1- Be effective in your speech. Effective communication focuses on quality rather than quantity. Get rid of the extra stuffing in your words, and avoid using words like: honestly, I mean, for example. Or phonological fillers such as: mmm, huh, hmmm, ooh … etc. You can identify other filler words by watching your speech, any word that you feel you repeat often during your speech, it is an overload that must be discarded. Here is an example here. Suppose your colleague asked you about what you did during your summer vacation.
Look at the following two answers and notice the difference between them:
_ * Mmmm, it was not bad, I mean… .mmm, we went, I mean my friends and I to the beach, and we swam, but mmmm, I discovered that swimming is difficult, I mean, it was more difficult than I imagined.
_ * My vacation was good. My friends and I went to the beach and swam, but I discovered that swimming is more difficult than I imagined.”
As you can see, both sentences perform the same meaning, but the first sentence includes a lot of fillers, unnecessary sounds, and even the loss of the idea and weakening the communication process.
2- Replace the padding with commas
Feel free to use dividers and recesses in place of padding.
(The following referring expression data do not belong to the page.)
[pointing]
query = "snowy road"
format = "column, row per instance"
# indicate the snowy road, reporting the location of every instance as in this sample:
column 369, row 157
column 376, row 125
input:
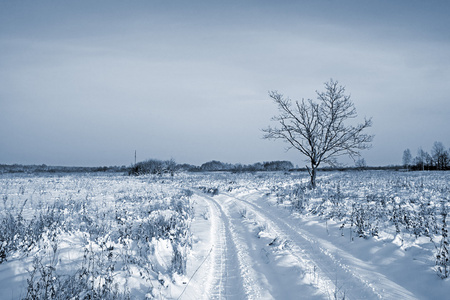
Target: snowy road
column 257, row 252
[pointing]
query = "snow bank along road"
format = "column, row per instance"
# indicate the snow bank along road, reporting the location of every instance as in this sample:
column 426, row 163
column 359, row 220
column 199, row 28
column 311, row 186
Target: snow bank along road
column 247, row 249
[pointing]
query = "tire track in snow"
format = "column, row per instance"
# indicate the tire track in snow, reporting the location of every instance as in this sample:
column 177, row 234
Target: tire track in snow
column 360, row 280
column 226, row 275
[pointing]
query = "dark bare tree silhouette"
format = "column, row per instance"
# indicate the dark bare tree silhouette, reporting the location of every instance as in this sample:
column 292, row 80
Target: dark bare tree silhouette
column 317, row 129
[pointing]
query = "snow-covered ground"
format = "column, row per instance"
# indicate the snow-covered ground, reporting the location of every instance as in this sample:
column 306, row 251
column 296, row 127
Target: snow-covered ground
column 359, row 235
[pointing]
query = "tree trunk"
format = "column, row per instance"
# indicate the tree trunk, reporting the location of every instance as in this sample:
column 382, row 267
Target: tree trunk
column 313, row 176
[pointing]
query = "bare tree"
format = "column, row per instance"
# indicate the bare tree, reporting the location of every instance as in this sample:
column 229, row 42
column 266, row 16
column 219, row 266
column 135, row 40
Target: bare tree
column 440, row 155
column 420, row 159
column 317, row 130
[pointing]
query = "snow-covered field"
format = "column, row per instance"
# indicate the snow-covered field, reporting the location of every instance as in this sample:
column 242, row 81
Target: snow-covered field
column 359, row 235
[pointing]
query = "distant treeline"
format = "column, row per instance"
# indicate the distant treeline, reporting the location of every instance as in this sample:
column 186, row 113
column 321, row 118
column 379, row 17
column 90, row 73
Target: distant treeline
column 439, row 159
column 16, row 168
column 154, row 166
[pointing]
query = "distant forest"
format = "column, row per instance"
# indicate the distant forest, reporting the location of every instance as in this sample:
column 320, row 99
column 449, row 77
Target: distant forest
column 439, row 159
column 152, row 166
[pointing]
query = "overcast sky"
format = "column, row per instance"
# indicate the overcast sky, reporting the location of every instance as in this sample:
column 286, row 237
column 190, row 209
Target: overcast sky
column 87, row 83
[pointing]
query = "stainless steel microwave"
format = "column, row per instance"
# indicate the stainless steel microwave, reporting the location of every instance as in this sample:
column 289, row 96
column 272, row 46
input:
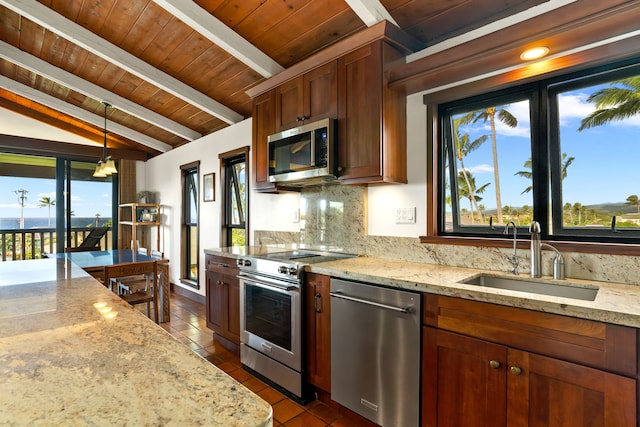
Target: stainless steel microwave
column 305, row 155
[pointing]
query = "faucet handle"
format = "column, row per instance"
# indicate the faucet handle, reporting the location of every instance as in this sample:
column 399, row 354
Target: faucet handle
column 534, row 227
column 515, row 262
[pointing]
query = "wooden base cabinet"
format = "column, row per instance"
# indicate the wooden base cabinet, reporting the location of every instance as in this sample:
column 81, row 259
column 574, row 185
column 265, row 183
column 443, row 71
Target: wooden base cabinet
column 318, row 331
column 472, row 379
column 223, row 301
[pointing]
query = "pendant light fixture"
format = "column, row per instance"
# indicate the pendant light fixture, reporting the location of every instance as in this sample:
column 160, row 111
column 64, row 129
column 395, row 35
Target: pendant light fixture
column 106, row 166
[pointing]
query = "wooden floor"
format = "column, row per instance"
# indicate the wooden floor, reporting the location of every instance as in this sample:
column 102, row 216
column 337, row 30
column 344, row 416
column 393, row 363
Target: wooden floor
column 188, row 325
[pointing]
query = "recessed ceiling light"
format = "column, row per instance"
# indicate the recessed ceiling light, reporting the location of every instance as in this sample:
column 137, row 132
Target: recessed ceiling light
column 534, row 53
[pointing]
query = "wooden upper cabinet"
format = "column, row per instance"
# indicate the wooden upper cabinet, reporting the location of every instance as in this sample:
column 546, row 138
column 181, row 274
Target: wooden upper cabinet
column 264, row 108
column 372, row 130
column 310, row 97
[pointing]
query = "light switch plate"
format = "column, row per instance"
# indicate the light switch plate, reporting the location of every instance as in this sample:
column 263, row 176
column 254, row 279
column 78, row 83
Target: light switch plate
column 406, row 215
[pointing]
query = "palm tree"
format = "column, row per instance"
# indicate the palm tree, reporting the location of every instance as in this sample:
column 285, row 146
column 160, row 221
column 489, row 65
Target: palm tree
column 48, row 202
column 463, row 147
column 614, row 103
column 490, row 114
column 528, row 174
column 634, row 201
column 467, row 188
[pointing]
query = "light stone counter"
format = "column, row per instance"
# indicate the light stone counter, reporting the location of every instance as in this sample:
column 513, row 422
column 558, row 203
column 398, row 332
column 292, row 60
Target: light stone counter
column 615, row 303
column 73, row 353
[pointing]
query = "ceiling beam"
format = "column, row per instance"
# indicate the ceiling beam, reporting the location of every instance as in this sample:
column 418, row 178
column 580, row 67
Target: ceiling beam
column 94, row 119
column 371, row 11
column 217, row 32
column 71, row 81
column 84, row 38
column 40, row 147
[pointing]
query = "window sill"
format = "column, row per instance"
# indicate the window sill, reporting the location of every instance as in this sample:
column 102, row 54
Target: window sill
column 580, row 247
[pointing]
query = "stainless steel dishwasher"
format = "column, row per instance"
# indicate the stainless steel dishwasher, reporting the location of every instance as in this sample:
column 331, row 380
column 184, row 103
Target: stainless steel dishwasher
column 375, row 352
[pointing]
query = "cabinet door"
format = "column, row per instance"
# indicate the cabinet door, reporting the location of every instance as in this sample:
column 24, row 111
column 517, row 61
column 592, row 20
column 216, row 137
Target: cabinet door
column 215, row 302
column 320, row 93
column 464, row 381
column 307, row 98
column 232, row 285
column 289, row 110
column 543, row 391
column 263, row 126
column 318, row 331
column 359, row 122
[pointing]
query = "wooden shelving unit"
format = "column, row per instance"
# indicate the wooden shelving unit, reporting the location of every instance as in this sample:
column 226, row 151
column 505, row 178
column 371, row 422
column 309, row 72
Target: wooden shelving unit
column 143, row 216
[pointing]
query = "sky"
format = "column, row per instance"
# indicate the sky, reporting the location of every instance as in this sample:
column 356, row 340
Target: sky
column 88, row 198
column 604, row 170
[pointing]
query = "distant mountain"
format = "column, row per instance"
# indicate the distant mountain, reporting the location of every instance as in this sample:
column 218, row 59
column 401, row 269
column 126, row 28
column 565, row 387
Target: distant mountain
column 608, row 208
column 613, row 208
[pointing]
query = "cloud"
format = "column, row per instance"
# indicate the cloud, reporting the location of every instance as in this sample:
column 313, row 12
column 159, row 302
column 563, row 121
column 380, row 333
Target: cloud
column 482, row 168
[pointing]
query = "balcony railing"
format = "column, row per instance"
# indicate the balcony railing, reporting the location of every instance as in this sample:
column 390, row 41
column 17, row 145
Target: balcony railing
column 19, row 244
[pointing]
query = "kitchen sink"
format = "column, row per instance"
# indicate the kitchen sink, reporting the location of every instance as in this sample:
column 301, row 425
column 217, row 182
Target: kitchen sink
column 573, row 291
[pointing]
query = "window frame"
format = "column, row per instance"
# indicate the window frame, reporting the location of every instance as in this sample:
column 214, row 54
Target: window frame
column 186, row 226
column 563, row 241
column 228, row 159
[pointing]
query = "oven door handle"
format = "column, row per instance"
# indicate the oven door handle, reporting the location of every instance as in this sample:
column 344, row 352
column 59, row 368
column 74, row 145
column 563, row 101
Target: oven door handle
column 267, row 284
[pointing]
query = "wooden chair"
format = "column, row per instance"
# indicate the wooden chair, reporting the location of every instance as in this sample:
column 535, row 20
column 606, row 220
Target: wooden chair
column 148, row 270
column 129, row 285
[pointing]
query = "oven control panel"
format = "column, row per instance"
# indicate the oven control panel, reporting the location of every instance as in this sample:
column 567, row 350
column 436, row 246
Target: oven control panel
column 291, row 271
column 242, row 262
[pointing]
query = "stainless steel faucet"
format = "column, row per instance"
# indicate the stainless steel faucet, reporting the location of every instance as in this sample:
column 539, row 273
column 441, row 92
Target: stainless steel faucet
column 513, row 259
column 536, row 249
column 536, row 254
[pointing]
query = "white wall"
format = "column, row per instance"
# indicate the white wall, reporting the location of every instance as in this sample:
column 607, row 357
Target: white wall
column 276, row 211
column 385, row 199
column 162, row 174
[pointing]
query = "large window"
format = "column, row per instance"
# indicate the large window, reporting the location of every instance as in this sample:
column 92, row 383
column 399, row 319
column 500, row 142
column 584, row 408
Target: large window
column 189, row 236
column 234, row 195
column 561, row 152
column 50, row 204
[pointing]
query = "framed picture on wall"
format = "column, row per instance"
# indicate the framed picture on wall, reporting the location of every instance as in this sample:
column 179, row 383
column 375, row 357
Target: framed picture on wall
column 208, row 188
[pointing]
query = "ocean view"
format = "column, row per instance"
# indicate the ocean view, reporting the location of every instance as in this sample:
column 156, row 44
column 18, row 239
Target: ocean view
column 14, row 223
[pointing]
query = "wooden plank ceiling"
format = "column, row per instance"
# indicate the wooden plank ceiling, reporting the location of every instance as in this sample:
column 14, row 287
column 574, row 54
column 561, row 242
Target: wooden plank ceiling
column 178, row 70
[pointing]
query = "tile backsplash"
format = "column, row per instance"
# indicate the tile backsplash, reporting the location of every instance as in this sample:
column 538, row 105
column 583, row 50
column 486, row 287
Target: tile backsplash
column 335, row 218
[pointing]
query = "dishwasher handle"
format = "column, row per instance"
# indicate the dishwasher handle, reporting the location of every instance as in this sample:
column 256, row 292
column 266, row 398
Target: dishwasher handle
column 339, row 294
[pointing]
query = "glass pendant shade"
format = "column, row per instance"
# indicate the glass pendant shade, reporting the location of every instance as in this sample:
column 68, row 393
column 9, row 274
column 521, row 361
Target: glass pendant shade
column 106, row 166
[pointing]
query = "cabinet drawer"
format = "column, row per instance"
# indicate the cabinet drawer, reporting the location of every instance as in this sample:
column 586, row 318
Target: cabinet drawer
column 591, row 343
column 221, row 265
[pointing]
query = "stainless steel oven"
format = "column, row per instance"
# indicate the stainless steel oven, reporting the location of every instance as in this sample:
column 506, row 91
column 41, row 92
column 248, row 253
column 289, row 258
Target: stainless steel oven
column 271, row 322
column 271, row 316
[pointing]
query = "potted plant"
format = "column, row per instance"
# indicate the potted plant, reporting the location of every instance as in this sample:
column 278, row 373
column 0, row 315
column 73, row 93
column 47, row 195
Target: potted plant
column 146, row 197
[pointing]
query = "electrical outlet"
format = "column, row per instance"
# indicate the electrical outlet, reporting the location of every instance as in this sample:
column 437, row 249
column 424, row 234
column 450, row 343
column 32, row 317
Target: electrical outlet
column 406, row 215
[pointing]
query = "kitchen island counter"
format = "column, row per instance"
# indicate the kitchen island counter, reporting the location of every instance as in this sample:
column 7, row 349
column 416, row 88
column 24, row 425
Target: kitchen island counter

Being silent for several seconds while speaking makes your idea stronger, and gives the listener more time to understand what you are saying.
3- Use your words smartly
Use what is known as conversational threading, that is, the branching out of the conversation, for every sentence you say, can branch into side topics that contribute to the continuation of the dialogue and the achievement of effective communication. To better understand this idea, take a look at the following sentence:
“I live in the capital, but I have always wanted to move to the suburbs, because I love nature and I don’t like being in crowded areas.”
This sentence can be divided into many other topics, as you can, for example:
_ Talk about your view of living in the suburbs.
_ Talk about how much you love and enjoy nature.
_ Talk about being an antisocial person who prefers calm and stillness.
Always think of sentences that allow you to branch out to talk about side topics, allowing the continuation of the communication process and thus making it more effective.
4- Avoid entering a job interview position
And this means continuing to ask questions, without giving the person the opportunity to ask you questions as well, in this case you are asking for information from the other party without sharing any details about you. The matter may be the other way around, so you will content yourself with answering your interlocutor’s questions without bothering to ask him questions, so you do not allow him to talk about himself. Always make sure to allow others to express themselves, and every time you answer someone’s question, you also initiate a question about him so that the dialogue is balanced between the two parties, and to ensure effective communication.
5- Use affirmative sentences instead of asking questions
While it is true that asking questions may be the easiest way to communicate, using affirmative sentences leads to better quality communication. You can tell someone, for example:
“You seem to me to be a positive person, I think there are a lot of points we have in common.”
The person in front of you may reply with several answers that lead to the development of the dialogue, he may say one of the following:
_ “You’re wrong, I am a very negative person, and I often have bad and frustrated thoughts.”
_ “You’re wrong, but what made you think I was a positive person?”
_ “You are absolutely right, I love positivity and optimism, and I strive to spread it around me as well. How did you know that I am?”
Note that the various previous answers have become an introduction to a deeper and longer dialogue with this person, whereas if you had asked a question instead, you might have had one short answer that ended the conversation at once.
6- Be a good listener
Where you can develop this skill by focusing on the person talking, and removing all distractions such as the phone or computer while talking to others. Reinforce your well-being by using appropriate body language, such as looking into the eyes of the speaker and shaking your head to show him that you understand what he is saying and sympathize with his feelings.